De acordo com o periódico, o Tesouro desconhecia este rombo no momento de aprovação da operação. Se a informação fosse conhecida, o empréstimo poderia ser inviabilizado. Pelos critérios do Tesouro, a nota do Amapá poderia ser rebaixada para C, status que não permite garantias federais.
Em razão desta falta de comunicação, a decisão do Tesouro, vinculado ao Ministério da Fazenda, permite a concessão de crédito a um estado em situação fiscal delicada. A operação ocorreu mesmo após a unidade da federação ter descumprido pagamentos anteriores e com um quadro financeiro tão deteriorado que, pelas regras gerais, não deveria contar com a garantia da União.
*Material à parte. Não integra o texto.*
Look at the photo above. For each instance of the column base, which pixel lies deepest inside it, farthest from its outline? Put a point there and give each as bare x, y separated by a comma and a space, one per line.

Em resposta às críticas, a pasta argumentou ao jornal que a contratação seguiu rigorosamente os critérios técnicos aplicáveis no momento da análise. O ministério ressaltou ainda que alterações posteriores nas finanças estaduais são acompanhadas de perto e que existem mecanismos legais e contratualizados — como o bloqueio direto de receitas do estado — para proteger o Tesouro Nacional na hipótese de um novo descumprimento de obrigações.